Me reading my poem “That Absent Person” at The Bookworm

That Absent Person

I don’t keep track of the days anymore

For years I spoke
in the hours before sleep
and in dream awaited

— reply? spirit?
windows to open?
days turning to years

I think of ancient poets banished
to their frontiers
and know death is not final
but what a road to get there

Behind closed walls and closed doors
I listen to birds
I cannot see
I think on words
not said, and those moments,
leaving you, when I’d forget
the thinness of our remarks,
how I meant to say I was manic
the other morning
craving drink, which I know you hate,
and the skin of boiled milk, do you remember
how it tastes?

So much of what we are
has been defined by not
yet still
I am not your vassal
I am a meanderer seeking the world’s
soul, not its wounds, as you now are

Do not be sorry.
Folklore will know its history
dusk cede to sun
as I shout
Let us go somewhere in the light!

Sorrow, longing
obverse analog of joy,
madness, waiting

I once said you were the best
but the truth is you were
too political
even in the grace
you showed your captors,
too willing to give up
body as vessel and message,
waiting like Wei Sheng
who drowned under a bridge
waiting for his love

It is a great sadness to be loved
It is a great burden to choose love
I have carried your absence
across nights and vast distances,
set it in front of us
like a child
as we marveled across plastic dividers

I long because I long.
Can you understand?
I worry because I worry
I wait because
what they have taken
is not what I would give.
Flatten, confine my body
but this choice remains
mine: this life,
this tree, this bolt
lightening the black horizon,
they have not ceased to amaze
with fire and with the possible

And now that you are close again,
that our mugs touch,
the years have turned back into hours
as we await our ashes to embrace

We are living in the swidden of our love
my dear, in the cool fear of aftershock
expectant for tremors,
the skin of the other
until we are cold with a cold out of marrow,
the cold heat of fever
to burn, to salvage

I love you, I miss you

~

This was part of a poetry reading highlighted by U.S. Poet Laureate Tracy K. Smith at The Bookworm, Beijing, on October 9, 2017, hosted by Anthony Tao, also featuring Mario Bojorquez, Yi Lei, Ming Di, Simon Shieh and Kassy Lee.

The title of this poem comes from a line in a letter the Chinese poet Liu Xia, wife of Nobel Peace Prize laureate Liu Xiaobo, wrote to an American friend in July 2013: “I can only wonder how or through what special power you manage to keep on writing when the protagonist for whom you are pleading is absent… I have faith that there will come a day when that absent person writes another part of his (her) story.”
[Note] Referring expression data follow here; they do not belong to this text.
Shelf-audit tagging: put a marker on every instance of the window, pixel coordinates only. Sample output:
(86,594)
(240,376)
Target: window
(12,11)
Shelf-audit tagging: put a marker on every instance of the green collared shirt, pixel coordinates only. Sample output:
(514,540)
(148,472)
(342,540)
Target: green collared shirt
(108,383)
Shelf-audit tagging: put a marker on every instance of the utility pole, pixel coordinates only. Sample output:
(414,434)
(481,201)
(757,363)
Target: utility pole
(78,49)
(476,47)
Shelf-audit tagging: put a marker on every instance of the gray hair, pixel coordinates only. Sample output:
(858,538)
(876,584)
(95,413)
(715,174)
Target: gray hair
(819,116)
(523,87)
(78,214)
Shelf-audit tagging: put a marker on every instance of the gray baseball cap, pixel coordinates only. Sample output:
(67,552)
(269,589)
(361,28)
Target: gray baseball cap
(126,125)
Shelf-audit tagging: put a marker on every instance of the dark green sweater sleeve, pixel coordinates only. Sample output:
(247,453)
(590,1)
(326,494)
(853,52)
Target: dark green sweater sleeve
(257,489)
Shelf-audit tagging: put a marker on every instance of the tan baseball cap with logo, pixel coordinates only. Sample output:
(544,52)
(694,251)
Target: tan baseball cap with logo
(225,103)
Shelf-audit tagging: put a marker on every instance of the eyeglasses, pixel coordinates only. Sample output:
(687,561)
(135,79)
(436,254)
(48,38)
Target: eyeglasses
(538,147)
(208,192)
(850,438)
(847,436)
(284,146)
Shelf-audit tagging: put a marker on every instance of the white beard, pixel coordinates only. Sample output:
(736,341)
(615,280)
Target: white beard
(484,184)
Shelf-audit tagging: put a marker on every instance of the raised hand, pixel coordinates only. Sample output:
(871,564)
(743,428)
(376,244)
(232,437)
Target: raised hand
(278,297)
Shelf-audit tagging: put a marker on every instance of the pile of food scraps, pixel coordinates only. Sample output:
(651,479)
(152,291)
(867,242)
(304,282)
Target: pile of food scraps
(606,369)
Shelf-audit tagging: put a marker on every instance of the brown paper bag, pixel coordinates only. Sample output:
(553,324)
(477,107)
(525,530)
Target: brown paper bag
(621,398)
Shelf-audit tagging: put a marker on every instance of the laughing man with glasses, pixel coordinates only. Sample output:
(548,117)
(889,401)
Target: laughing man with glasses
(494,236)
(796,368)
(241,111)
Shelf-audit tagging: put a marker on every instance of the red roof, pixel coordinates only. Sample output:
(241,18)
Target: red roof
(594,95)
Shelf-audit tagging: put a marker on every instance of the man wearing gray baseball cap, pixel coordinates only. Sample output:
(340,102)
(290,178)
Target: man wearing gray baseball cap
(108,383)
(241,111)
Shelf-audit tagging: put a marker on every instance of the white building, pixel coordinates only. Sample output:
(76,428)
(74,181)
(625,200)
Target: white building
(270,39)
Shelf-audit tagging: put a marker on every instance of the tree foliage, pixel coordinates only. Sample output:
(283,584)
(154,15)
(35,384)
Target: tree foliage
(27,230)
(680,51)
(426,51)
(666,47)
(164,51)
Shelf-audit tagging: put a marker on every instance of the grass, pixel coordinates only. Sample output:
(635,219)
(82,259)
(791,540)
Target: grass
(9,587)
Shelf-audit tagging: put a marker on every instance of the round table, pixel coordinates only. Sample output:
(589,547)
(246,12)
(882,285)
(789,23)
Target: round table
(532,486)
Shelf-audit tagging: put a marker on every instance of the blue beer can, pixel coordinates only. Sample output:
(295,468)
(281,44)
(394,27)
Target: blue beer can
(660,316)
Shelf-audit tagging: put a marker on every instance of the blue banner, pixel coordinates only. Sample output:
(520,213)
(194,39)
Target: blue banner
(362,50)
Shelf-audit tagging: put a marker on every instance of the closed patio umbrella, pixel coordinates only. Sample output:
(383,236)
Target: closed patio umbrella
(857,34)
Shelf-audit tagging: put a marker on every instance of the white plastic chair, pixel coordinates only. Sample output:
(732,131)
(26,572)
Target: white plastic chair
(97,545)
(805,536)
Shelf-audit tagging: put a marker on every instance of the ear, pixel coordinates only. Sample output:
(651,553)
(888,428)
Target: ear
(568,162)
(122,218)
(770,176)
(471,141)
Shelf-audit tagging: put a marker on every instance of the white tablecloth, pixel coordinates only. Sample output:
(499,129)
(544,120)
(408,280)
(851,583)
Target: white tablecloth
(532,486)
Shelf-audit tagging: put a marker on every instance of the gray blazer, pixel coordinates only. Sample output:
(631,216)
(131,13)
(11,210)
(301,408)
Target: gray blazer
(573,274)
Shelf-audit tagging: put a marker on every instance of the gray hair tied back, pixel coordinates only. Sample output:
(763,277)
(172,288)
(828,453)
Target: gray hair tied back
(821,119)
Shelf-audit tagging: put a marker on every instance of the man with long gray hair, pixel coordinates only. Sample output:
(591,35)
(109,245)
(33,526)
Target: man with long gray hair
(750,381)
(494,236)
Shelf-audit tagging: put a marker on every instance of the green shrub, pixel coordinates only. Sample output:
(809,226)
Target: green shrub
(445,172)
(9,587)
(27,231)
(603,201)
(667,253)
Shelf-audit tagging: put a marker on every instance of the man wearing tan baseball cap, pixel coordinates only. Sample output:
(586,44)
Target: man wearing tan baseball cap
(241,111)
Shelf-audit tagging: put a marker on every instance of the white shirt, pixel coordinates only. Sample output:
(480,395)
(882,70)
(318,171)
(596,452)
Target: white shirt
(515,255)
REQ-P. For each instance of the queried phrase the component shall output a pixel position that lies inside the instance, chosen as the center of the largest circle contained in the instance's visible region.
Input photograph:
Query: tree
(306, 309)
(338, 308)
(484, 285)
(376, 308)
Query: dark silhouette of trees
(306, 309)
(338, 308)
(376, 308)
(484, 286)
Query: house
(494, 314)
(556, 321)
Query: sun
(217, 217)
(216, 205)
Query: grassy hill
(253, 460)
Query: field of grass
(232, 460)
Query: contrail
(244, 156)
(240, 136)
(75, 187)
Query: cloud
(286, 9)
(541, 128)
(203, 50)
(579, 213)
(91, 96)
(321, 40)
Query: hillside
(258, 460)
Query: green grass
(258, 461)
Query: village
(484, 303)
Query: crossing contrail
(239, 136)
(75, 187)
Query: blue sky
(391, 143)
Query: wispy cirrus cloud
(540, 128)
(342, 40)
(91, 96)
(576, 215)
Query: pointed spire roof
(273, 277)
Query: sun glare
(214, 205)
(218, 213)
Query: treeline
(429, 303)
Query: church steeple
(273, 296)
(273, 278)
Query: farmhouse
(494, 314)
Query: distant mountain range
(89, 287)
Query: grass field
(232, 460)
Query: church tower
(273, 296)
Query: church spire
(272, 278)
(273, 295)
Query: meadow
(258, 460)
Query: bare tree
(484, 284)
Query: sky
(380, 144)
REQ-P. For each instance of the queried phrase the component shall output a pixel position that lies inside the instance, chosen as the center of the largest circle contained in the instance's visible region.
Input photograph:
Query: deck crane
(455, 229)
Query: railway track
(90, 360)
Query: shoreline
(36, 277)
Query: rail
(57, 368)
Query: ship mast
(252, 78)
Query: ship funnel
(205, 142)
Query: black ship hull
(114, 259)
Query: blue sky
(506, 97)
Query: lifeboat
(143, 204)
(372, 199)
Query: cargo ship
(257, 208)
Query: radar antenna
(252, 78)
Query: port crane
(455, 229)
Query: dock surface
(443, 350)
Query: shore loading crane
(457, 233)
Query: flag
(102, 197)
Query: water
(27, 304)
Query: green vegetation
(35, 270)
The poem’s first line is from an interview Liu Xia gave the Associated Press in December 2012, two years after she was put under house arrest for no crime except being Liu Xiaobo’s wife.
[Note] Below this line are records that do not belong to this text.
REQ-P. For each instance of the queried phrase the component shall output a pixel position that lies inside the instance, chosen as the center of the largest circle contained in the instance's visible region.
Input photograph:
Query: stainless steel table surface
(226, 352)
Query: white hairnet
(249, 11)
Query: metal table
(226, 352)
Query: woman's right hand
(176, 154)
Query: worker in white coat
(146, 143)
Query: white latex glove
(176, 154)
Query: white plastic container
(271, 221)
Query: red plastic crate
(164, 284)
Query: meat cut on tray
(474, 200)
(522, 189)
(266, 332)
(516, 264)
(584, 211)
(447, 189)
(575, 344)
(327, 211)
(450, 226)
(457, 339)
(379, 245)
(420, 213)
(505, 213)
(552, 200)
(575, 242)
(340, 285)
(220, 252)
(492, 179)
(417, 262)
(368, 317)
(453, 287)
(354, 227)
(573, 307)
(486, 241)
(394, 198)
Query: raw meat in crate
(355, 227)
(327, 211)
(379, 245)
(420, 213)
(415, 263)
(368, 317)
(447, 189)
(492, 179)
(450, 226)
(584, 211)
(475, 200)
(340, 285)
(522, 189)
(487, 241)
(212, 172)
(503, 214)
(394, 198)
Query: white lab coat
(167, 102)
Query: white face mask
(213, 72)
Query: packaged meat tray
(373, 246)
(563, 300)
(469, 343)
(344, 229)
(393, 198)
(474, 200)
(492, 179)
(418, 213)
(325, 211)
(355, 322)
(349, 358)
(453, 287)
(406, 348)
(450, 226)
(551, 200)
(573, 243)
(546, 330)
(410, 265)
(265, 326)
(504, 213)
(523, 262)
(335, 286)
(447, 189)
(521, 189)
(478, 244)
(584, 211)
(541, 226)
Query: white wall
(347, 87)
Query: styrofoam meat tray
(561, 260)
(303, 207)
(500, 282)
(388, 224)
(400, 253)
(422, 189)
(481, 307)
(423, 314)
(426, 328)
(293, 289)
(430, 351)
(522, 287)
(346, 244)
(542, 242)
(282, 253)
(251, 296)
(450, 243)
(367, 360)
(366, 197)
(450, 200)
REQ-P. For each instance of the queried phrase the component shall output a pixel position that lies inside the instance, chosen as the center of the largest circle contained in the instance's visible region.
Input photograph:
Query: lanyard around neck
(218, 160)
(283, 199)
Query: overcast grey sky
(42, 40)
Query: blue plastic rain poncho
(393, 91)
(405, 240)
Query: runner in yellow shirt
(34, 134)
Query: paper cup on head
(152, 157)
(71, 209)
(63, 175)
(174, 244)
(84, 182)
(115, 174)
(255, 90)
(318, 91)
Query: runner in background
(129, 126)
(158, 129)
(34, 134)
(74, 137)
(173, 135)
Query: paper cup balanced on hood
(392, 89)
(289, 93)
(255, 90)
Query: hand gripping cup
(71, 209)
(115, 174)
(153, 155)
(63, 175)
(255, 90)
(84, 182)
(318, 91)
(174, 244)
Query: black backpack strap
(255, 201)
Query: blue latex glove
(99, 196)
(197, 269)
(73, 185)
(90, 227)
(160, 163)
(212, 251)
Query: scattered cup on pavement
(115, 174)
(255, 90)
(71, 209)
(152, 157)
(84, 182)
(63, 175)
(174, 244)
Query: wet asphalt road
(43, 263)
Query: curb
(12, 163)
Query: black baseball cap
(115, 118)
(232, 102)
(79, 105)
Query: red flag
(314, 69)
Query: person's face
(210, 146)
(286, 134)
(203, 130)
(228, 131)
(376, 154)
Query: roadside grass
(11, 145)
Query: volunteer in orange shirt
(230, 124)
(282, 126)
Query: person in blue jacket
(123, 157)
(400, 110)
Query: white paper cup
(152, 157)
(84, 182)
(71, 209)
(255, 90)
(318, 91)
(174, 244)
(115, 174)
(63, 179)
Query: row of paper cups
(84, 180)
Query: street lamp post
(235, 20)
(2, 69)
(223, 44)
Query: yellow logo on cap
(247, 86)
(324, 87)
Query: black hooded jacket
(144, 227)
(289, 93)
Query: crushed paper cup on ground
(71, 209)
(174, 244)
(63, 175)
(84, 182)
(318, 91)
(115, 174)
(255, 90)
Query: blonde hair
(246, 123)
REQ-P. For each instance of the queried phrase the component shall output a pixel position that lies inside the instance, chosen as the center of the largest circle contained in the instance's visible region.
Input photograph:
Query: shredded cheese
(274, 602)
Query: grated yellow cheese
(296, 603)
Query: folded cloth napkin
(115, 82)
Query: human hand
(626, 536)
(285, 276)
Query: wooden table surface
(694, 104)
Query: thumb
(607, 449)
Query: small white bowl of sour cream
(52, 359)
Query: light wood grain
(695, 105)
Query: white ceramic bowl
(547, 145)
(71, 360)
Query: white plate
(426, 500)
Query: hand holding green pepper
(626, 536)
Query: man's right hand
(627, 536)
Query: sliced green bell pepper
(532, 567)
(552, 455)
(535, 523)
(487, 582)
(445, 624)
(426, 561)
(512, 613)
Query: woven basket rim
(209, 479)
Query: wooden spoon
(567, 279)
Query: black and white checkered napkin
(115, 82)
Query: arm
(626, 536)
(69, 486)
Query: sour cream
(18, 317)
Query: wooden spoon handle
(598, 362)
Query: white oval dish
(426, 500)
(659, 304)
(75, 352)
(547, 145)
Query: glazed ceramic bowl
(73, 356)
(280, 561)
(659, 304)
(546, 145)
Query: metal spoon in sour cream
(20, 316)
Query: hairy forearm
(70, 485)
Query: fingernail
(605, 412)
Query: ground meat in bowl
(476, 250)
The poem’s final line (“I love you, I miss you”) was spoken by Liu Xia on April 23, 2013, outside of a courthouse where her younger brother, Liu Hui, was fighting dubious charges of financial fraud. Now released on bail, Liu Hui had been sentenced to eleven years, the same prison term Liu Xiaobo received in 2009 for state subversion.

Liu Xiaobo died on July 13, 2017 with Liu Xia by his side. As reported by the New York Times, one of his final handwritten notes read: “Love as intense as ice, love as remote as blackness. My praise is perhaps an unforgivable poison.”